CEPH Debugging, Tips & Tricks (rook-ceph)

Start by setting the block pool name:

export CEPH_POOL_NAME="my-block-pool-name"

General Tools

Just some general tips & tricks.

# Debugging & Status of pool & OSD
    rados df && ceph osd pool stats $CEPH_POOL_NAME && ceph status

# Find diff of objects created within 5 seconds time
    val1=$(rados -p $CEPH_POOL_NAME ls | sort ) && sleep 5 && val2=$(rados -p $CEPH_POOL_NAME ls | sort) && echo " ${val1}, ${val2}" | tr ',' '\n' | sort | uniq -u | paste -sd,

# RADOS purge data [BE CAUTIOUS, THIS WILL KILL EVERYTHING]
    rados purge $CEPH_POOL_NAME--yes-i-really-really-mean-it

Snapshots & Images

The below shows an example of how to find the snapshots and images created, and how to follow-up through from beginning to the end.
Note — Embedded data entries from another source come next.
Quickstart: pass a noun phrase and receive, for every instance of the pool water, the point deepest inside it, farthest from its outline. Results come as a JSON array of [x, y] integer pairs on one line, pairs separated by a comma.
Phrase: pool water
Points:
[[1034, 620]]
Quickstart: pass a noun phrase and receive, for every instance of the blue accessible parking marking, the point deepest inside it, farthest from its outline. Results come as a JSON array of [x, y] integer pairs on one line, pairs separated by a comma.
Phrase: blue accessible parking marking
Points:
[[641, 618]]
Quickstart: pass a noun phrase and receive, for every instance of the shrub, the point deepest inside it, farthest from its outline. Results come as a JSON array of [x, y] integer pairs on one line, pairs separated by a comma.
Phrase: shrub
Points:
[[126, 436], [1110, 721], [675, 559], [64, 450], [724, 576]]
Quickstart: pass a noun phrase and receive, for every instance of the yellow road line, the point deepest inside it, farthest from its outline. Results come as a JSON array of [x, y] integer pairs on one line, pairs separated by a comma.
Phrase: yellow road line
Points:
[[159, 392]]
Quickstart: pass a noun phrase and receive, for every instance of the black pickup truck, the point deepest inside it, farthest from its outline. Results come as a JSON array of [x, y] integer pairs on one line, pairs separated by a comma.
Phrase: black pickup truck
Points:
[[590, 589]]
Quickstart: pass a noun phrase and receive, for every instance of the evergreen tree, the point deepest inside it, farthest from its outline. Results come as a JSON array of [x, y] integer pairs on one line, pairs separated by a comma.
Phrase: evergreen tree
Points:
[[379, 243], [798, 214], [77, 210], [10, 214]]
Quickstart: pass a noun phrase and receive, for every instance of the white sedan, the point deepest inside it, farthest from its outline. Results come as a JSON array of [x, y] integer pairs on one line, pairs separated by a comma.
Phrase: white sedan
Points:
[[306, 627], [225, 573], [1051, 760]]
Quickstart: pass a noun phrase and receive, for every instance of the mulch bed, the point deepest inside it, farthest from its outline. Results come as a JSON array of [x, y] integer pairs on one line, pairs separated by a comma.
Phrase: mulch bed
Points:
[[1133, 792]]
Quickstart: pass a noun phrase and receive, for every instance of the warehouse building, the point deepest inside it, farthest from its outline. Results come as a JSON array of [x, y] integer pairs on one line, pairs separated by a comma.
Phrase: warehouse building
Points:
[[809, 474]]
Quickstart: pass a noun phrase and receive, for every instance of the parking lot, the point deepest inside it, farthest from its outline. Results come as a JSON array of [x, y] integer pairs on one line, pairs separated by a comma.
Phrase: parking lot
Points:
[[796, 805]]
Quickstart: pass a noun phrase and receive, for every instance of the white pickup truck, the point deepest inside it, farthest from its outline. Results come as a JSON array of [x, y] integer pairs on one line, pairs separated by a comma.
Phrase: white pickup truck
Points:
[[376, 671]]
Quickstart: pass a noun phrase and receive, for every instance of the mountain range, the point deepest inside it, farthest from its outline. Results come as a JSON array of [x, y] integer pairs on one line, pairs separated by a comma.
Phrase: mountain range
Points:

Super useful, if you are dealing with snapshots.

# List all images
    rbd ls --pool $CEPH_POOL_NAME

# List snap info
    rbd info --pool $CEPH_POOL_NAME csi-vol-713d9f6a-87f8-11ec-a353-9e0afa686c7c

# List Images & Snapshots counts
    rbd pool stats --pool $CEPH_POOL_NAME

# Actual Snapshots
    rbd snap list --pool $CEPH_POOL_NAME csi-vol-6ee6f0d5-8805-11ec-a353-9e0afa686c7c

# Block sizes and diffs
    rbd diff --pool $CEPH_POOL_NAME csi-vol-2c3ba18b-82a5-11ec-bad4-c206a9ecc8f4

Crushmap [download / upload]

action=download
#action=$1
if [ $action == "download" ]; then
   ceph osd getcrushmap -o /tmp/ma-crush-map
   crushtool -d /tmp/ma-crush-map -o /tmp/ma-crush-map.txt
   cat /tmp/ma-crush-map.txt
elif [ $action == "upload" ]; then
   crushtool -c /tmp/ma-crush-map.txt -o /tmp/ma-crush-new-map
   ceph osd setcrushmap -i /tmp/ma-crush-new-map
else
   echo "Usage: ./crushmap.sh [download | upload ]"
fi

Performance Testing

## Prerequisites
  # NOTE: Before running any of the benchmarks in subsequent sections, drop all caches in the osd pods, using below:
    sudo echo 3 | sudo tee /proc/sys/vm/drop_caches && sudo sync

## Tests
  # Test the IO (Shell into OSD pod)
    dd if=/dev/zero bs=1G count=1


## Run performance benchmark on the PG (run from toolbox)
  # Write performance
      rados bench -p $CEPH_POOL_NAME 10 write --no-cleanup
  # Sequential read
      rados bench -p $CEPH_POOL_NAME 10 seq
  # Random read
      rados bench -p $CEPH_POOL_NAME 10 rand


## Cleanup benchmark data (toolbox)
  rados -p $CEPH_POOL_NAME cleanup